CFGT-FM

Alma, Quebec; Canada;
- Frequency: 104.5 MHz
- Branding: Planète 104,5

Programming
- Format: Adult contemporary

Ownership
- Owner: Cogeco
- Sister stations: CHRL-FM, CHVD-FM, CKXO-FM, CKYK-FM

History
- First air date: October 26, 1953
- Former frequencies: 1270 kHz (1953–2010)

Technical information
- Class: B
- Power: 20,000 watts

Links
- Website: alma.planeteradio.ca

= CFGT-FM =

Radio station in Alma, Quebec, Canada

CFGT-FM is a French-language Canadian radio station located in Alma, Quebec.

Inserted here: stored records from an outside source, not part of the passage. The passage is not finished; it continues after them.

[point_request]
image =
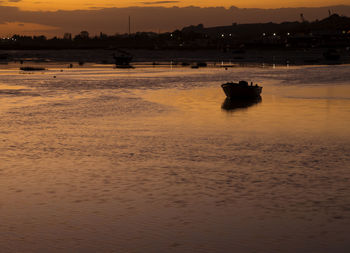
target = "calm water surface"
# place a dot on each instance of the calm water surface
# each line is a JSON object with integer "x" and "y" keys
{"x": 155, "y": 160}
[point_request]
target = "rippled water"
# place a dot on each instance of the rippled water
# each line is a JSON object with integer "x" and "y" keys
{"x": 155, "y": 160}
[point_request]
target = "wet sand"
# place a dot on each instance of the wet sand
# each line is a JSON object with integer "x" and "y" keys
{"x": 154, "y": 160}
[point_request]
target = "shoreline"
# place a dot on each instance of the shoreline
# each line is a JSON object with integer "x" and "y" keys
{"x": 178, "y": 57}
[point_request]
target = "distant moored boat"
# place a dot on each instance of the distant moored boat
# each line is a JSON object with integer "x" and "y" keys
{"x": 241, "y": 90}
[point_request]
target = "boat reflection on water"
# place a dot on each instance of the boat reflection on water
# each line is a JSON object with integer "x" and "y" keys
{"x": 239, "y": 104}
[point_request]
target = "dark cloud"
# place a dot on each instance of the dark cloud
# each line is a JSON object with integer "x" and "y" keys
{"x": 115, "y": 20}
{"x": 159, "y": 2}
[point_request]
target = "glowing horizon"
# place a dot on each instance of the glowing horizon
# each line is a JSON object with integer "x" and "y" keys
{"x": 54, "y": 5}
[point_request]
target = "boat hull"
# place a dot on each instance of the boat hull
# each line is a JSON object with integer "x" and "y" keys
{"x": 233, "y": 90}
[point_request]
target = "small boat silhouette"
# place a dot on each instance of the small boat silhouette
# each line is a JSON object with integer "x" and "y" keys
{"x": 241, "y": 90}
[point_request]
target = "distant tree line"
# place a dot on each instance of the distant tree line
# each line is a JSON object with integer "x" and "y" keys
{"x": 332, "y": 31}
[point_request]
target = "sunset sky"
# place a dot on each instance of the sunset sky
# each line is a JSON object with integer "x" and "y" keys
{"x": 56, "y": 17}
{"x": 87, "y": 4}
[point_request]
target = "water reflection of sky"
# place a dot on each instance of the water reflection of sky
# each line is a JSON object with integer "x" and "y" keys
{"x": 116, "y": 160}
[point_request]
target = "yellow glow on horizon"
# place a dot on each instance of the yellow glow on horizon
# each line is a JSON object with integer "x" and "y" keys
{"x": 53, "y": 5}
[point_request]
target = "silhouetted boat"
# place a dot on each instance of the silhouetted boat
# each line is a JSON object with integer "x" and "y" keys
{"x": 32, "y": 68}
{"x": 241, "y": 90}
{"x": 239, "y": 103}
{"x": 123, "y": 59}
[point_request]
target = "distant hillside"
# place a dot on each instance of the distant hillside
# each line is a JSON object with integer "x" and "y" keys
{"x": 156, "y": 19}
{"x": 333, "y": 23}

Owned and operated by Cogeco following its 2018 acquisition of most of the stations formerly owned by RNC Media, it broadcasts on 104.5 MHz with an effective radiated power of 20,000 watts, using an omnidirectional antenna (class B); it was previously heard on the AM band, on 1270 kHz, with a daytime power of 10,000 watts and a nighttime power of 5,000 watts as a class B station, using a directional antenna with slightly different daytime and nighttime directional patterns in order to protect various other stations on that frequency.

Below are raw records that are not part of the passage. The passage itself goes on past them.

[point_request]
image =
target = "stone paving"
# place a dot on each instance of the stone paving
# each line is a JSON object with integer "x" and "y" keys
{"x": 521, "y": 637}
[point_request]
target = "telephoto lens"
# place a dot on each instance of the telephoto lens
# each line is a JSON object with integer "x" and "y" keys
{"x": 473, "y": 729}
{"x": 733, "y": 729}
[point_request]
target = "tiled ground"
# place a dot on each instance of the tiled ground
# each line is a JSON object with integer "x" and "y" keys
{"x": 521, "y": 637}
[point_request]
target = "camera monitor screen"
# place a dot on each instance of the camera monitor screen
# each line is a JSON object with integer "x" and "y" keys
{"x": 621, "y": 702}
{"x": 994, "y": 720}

The station an adult contemporary format branded as Planète 104,5. Prior to its conversion to FM, CFGT had a hybrid talk radio / adult contemporary format branded as L'Info Radio CFGT 1270.

==History==
CFGT was founded by Lionel Morin and went on the air on October 26, 1953, by Radio Lac St-Jean Ltée. The station initially had a power of 1,000 watts; it was authorized to increase its power in 1974. CFGT had to close for extended periods in 1982 and 1994 due to financial problems.

Prior to its conversion to FM, CFGT was an affiliate of the now-defunct Radiomédia/Corus Québec network, which operated across the Canadian province of Quebec.

==AM to FM==
An application to move to FM on 97.7 MHz with an effective radiated power of 100,000 watts was denied in 1993.

In March 2007, it became known that the station planned to apply again to move to FM.

An application to convert to the FM band on 97.7 MHz with an effective radiated power of 50,000 watts was denied once again on September 11, 2008.

On March 25, 2009, CFGT has yet again applied to convert to the FM dial, again at 97.7 MHz with an effective radiated power of 50,000 watts, which finally received CRTC approval on August 20, 2009. On March 3, 2010, the station received approval to use the 104.5 MHz frequency, instead of 97.7 MHz.

On October 13, 2010, at 6:00 a.m. EDT, CFGT made the move to the FM band on 104.5 MHz as CFGT-FM Planète 104,5. After the move to FM, CFGT abandoned most of its talk programming, which, at that point was mostly networked from Corus Québec, adopting a full-time adult contemporary format.

Only three days later, on October 16, 2010, the old AM 1270 CFGT signal left the air, opting not to use the entire 90-day simulcast period.